American novelist (1952–2025)

Howard Andrew Gross (May 18, 1952 – April 9, 2025) was an American author of thriller novels, including four New York Times bestsellers. He is best known for his collaborations with suspense writer James Patterson. Gross's books feature close family bonds, relationships characterized by loss or betrayal, and a large degree of emotional resonance which generally leads to wider crimes and cover-ups. The books have all been published by William Morrow, an imprint of HarperCollins.

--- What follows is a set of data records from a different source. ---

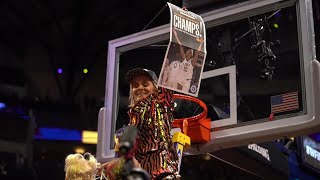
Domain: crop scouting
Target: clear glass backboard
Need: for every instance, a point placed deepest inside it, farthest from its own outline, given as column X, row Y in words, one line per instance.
column 260, row 81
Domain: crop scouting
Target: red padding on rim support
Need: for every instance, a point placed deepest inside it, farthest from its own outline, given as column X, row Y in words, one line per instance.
column 192, row 118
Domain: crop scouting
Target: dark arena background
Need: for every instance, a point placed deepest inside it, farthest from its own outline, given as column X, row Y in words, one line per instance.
column 53, row 62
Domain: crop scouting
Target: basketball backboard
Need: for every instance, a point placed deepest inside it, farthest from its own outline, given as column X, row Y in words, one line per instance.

==Early life and education==
Andrew Gross was born in Manhattan, New York City on May 18, 1952. He grew up in there and attended the Barnard School for Boys. Both his father and his grandfather on his mother's side were successful clothing manufacturers; they ran the Leslie Fay Companies, named after his mother.

Gross received a degree in English from Middlebury College in 1974. In 1979, he met his wife, Lynn, on a blind date in New York City, and they married three years later. In 1982, he received a master's degree in Business Policy from Columbia University.

==Business career==
After a two-year stint in Denver, where he worked as a dress buyer, he opened a stew-and-soup fast food pilot named Ebeneezer's. He eventually went back to work for his family's publicly held apparel firm, the Leslie Fay Companies.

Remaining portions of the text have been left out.